The movie is the writing-directing-acting debut of performance artist Miranda July (originally Miranda Grossinger), who plays Christine Jesperson, a (surprise) performance artist. Performance art is, generally speaking, not my dish of Lapsang Souchong. I tend to find it rather self-consciously artsy and something that’s often more interesting to think about than to actually witness. For example, I’m perfectly content to just imagine, without seeing it, 1980s performance artist Karen Finley’s piece in which she inserted yams into herself. (Besides, not seeing it leaves me free to wonder about whether the yams were cooked, and other side issues of note.)
Worry not, nothing so outre occurs here. July isn’t the first performance artist to turn her attention to film, of course. Yoko Ono did that years ago — resulting in movies that were, once again, more interesting to think about than to actually watch. July’s film may also qualify on that score, but it’s considerably less abstract than Ono’s work. It may meander and never really go much of anywhere (though it could be argued that Me and You goes to the beginning of a story); still, it confines itself, however quirkily, to the basic dictates of narrative film. It’s awkward — just like its heroine — and that’s part of its subtle charm.
There’s not much plot, though there is an abundance of strangely connected incidents. Christine is trying to sell her video performance art to a gallery, but her day job of driving a taxi (specializing in an elderly clientele) takes her to the shoe department in a store where she sees shoe salesman Richard (John Hawkes, Identity). Richard has his own set of problems: trying to recover from his failed marriage, dealing with his distant children and recovering from a badly burned hand. This last situation is the result of a magic trick (in more than one sense, because he vainly hopes it will somehow fix things with his family) that didn’t come off as planned.
The central thrust of the story is whether Christine and Richard will get together, and whether she will sell her art. The second is actually tied to the first, because her success will finally hinge on her not working alone, as she insists she always does. The film takes its time and wanders off on tangents, yes, but it’s never slow and usually charming and strangely realistic.

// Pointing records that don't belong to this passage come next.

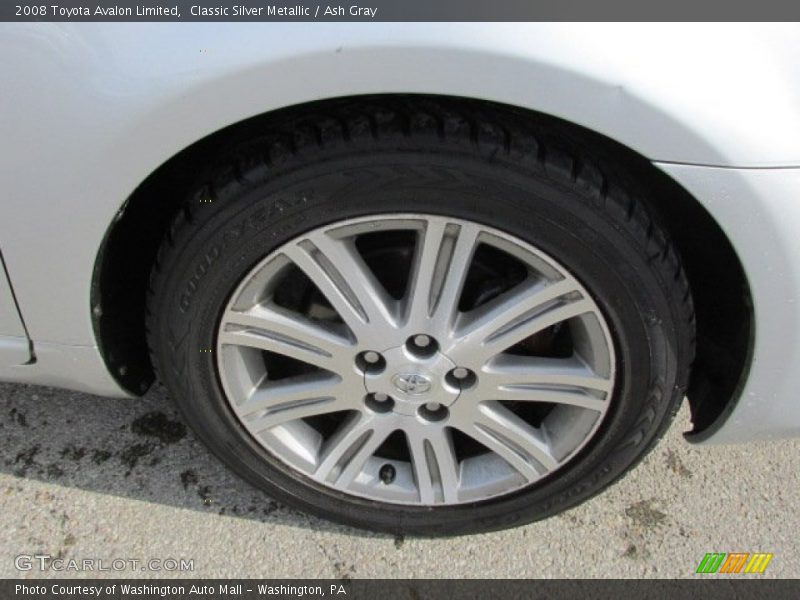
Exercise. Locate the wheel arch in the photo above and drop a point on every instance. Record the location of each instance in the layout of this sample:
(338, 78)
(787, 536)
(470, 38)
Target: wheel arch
(130, 247)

Somewhat less charming is the inescapable sense that Me and You is trying so very, very hard to be everything an independent film “ought” to be. In other words, it’s aiming to be too much like other indies, thereby following a pattern that has quickly become as threadbare as the most formulaic, lowest-common-denominator Hollywood junk. I defy anyone familiar with Terry Zwigoff’s overrated Ghost World not to see the connections between that film’s sexually precocious teenage girls and the ones in this. Moreover, the ending of July’s film almost certainly draws on that of Ghost World.
However, July’s film has a sweetness of spirit, a feeling of sincerity and — best of all — a hopefulness that is utterly foreign to the facile nihilism of Zwigoff’s movie. The ending of Ghost World feels contrived and coated in an art-house fondness for the downbeat for its own sake. The ending of Me and You, on the other hand, is one of the most perfect I’ve seen in long time — suggesting a future and the birth of a new myth out of an old misconception. Without giving anything away, I can say to take note of the ending’s being grounded in something heretofore missed, because the character who experiences the ending was usually asleep at the time it occurs.
And that, I suspect, is the real point July is driving at — that her characters might finally awake.
A word of caution: There’s a very good chance that Me and You and Everyone We Know won’t be around long, so go see it today or tomorrow. Rated R for disturbing sexual content involving children, and for language.